CHAPTER 23 Biliary Atresia
Step 1: Surgical Anatomy
♦ Biliary atresia is thought to be the result of an inflammatory process that destroys the bile ducts, causing fibrous obliteration of the intrahepatic and extrahepatic bile ducts and consequent biliary cirrhosis.
♦ Biliary atresia has been classified by subtype based on macroscopic and cholangiographic findings (Fig. 23-1):
Step 2: Preoperative Considerations
♦ The cardinal signs and symptoms are jaundice within weeks after birth and the development of acholic stools, dark urine, and hepatomegaly. Any newborn with persistent jaundice after 4 weeks of age should be aggressively investigated. The clinical examination is typically normal in early presentations, and an enlarged liver is often appreciated by 6 to 8 weeks of age.
♦ Laboratory examination demonstrating direct (conjugated) hyperbilirubinemia is the hallmark of biliary atresia. This should never be confused with physiologic jaundice of the newborn, which shows indirect (unconjugated) hyperbilirubinemia. Because the cause of pathologic jaundice in an infant is diverse, biochemical evaluation must include hepatitis serologies, TORCH (toxoplasmosis, rubella, cytomegalovirus, and herpes simplex) titers, α1-antitrypsin level, serum ferritin, and a sweat chloride test or direct genetic analysis to rule out cystic fibrosis.
♦ Abdominal ultrasound is useful in the evaluation of cholestatic jaundice. Absence of the gallbladder or identification of a small, shrunken, noncontractile gallbladder is suggestive of biliary atresia. Occasionally the fibrous cord remnant of the biliary ducts can be identified as the “triangular cord” sign (Fig. 23-2, portal vein and hepatic artery with echogenic cord in expected region of bile duct).
♦ Liver biopsy is considered the most reliable preoperative test in the diagnosis of biliary atresia. Histologic findings consistent with biliary atresia include preservation of basic hepatic architecture (Fig. 23-3, A); bile ductular proliferation (Fig. 23-3, B); bile duct plugs (Fig. 23-3, C); inflammatory cell infiltrate, hepatocyte giant cell transformation, and edema and fibrosis of the portal tract (Fig. 23-3, D). Uncorrected biliary atresia results in histologic evidence of cirrhosis as early as 3 to 4 months of age (Fig. 23-4).
Step 3: Operative Steps
Anesthetic Induction
Incision
♦ A short subcostal incision (Fig. 23-5, solid line) overlying the gallbladder region of the liver will allow initial investigation and cholangiography. If the diagnostic phase of the operation confirms biliary atresia, we prefer to extend this incision to a full subcostal incision to allow for mobilization of the liver.
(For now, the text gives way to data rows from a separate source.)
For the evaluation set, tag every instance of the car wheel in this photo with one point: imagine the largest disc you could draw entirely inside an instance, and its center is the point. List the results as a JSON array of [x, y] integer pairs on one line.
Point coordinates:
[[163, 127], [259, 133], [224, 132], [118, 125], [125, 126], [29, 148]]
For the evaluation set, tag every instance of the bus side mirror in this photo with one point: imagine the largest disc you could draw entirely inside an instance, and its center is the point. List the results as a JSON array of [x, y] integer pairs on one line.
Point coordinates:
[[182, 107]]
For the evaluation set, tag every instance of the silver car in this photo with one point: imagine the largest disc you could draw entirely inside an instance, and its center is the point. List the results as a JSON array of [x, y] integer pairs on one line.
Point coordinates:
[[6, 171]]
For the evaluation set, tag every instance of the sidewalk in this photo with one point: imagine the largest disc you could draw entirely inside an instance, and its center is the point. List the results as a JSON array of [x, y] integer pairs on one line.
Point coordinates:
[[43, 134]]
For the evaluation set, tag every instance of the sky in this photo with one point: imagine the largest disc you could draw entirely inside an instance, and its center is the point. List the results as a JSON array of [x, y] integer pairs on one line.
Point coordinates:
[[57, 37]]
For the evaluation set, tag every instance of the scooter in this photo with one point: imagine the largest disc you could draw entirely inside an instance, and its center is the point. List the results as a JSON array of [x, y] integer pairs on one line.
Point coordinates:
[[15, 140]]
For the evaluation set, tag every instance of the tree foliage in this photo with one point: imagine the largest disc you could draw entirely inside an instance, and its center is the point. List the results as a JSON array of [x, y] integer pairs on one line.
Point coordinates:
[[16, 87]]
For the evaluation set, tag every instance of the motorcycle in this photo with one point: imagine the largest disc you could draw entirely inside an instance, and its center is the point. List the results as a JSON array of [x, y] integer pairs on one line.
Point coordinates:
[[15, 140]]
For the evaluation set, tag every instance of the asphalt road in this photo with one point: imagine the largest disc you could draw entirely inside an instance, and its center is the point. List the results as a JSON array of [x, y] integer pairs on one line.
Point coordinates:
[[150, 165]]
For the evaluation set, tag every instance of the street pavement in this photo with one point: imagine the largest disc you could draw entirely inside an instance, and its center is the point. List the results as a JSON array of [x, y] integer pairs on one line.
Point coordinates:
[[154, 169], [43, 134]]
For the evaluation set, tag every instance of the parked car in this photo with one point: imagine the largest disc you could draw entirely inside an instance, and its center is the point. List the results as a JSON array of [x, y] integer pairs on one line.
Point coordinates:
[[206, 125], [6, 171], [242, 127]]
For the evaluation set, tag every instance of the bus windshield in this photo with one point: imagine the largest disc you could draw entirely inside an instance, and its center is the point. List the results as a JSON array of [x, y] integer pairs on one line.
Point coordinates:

♦ The suspensory ligaments of the liver, the coronary and falciform ligaments, are divided to mobilize the liver in the abdomen. The liver is then externalized and rotated to allow clear and unobstructed observation of the hilum and the vascular structures. We find that this exposure facilitates safe dissection of the lateral fibrous mass regions, and it does not significantly complicate liver transplantation if needed in the future.
Operative Procedure Step 1: Diagnostic Confirmation
♦ The liver in biliary atresia is characteristically firm, dark, and cholestatic in color, and it typically has many subcapsular telangiectatic vessels on its surface, representing early cirrhosis and portal hypertension changes (Fig. 23-6). Metabolic liver diseases rarely demonstrate these features.
♦ Intraoperative cholangiography is performed by placing a 20-gauge intravenous catheter into the gallbladder remnant under direct vision and securing it with a purse-string suture.
Full-strength contrast is infused under fluoroscopic guidance, taking care not to extravasate the contrast through forceful or unobserved injection.
No passage of contrast into the liver confirms the diagnosis of biliary atresia (Fig. 23-7). Intrahepatic flow into anatomically correct ducts, even when they are small, is inconsistent with biliary atresia, and Kasai portoenterostomy is not indicated in such scenarios.
In cases of diminutive size of the distal bile duct resulting in increased resistance to bile flow (see Fig. 23-7), we would elect standard Roux-en-Y portoenterostomy. In selected cases in which distal duct patency exists and low-resistance bile outflow is demonstrated by a normal-sized distal bile duct, a “gallbladder Kasai” can be used as an alternative to the conventional Roux-en-Y reconstruction.
Full-strength contrast is infused under fluoroscopic guidance, taking care not to extravasate the contrast through forceful or unobserved injection.
No passage of contrast into the liver confirms the diagnosis of biliary atresia (Fig. 23-7). Intrahepatic flow into anatomically correct ducts, even when they are small, is inconsistent with biliary atresia, and Kasai portoenterostomy is not indicated in such scenarios. In cases of diminutive size of the distal bile duct resulting in increased resistance to bile flow (see Fig. 23-7), we would elect standard Roux-en-Y portoenterostomy. In selected cases in which distal duct patency exists and low-resistance bile outflow is demonstrated by a normal-sized distal bile duct, a “gallbladder Kasai” can be used as an alternative to the conventional Roux-en-Y reconstruction.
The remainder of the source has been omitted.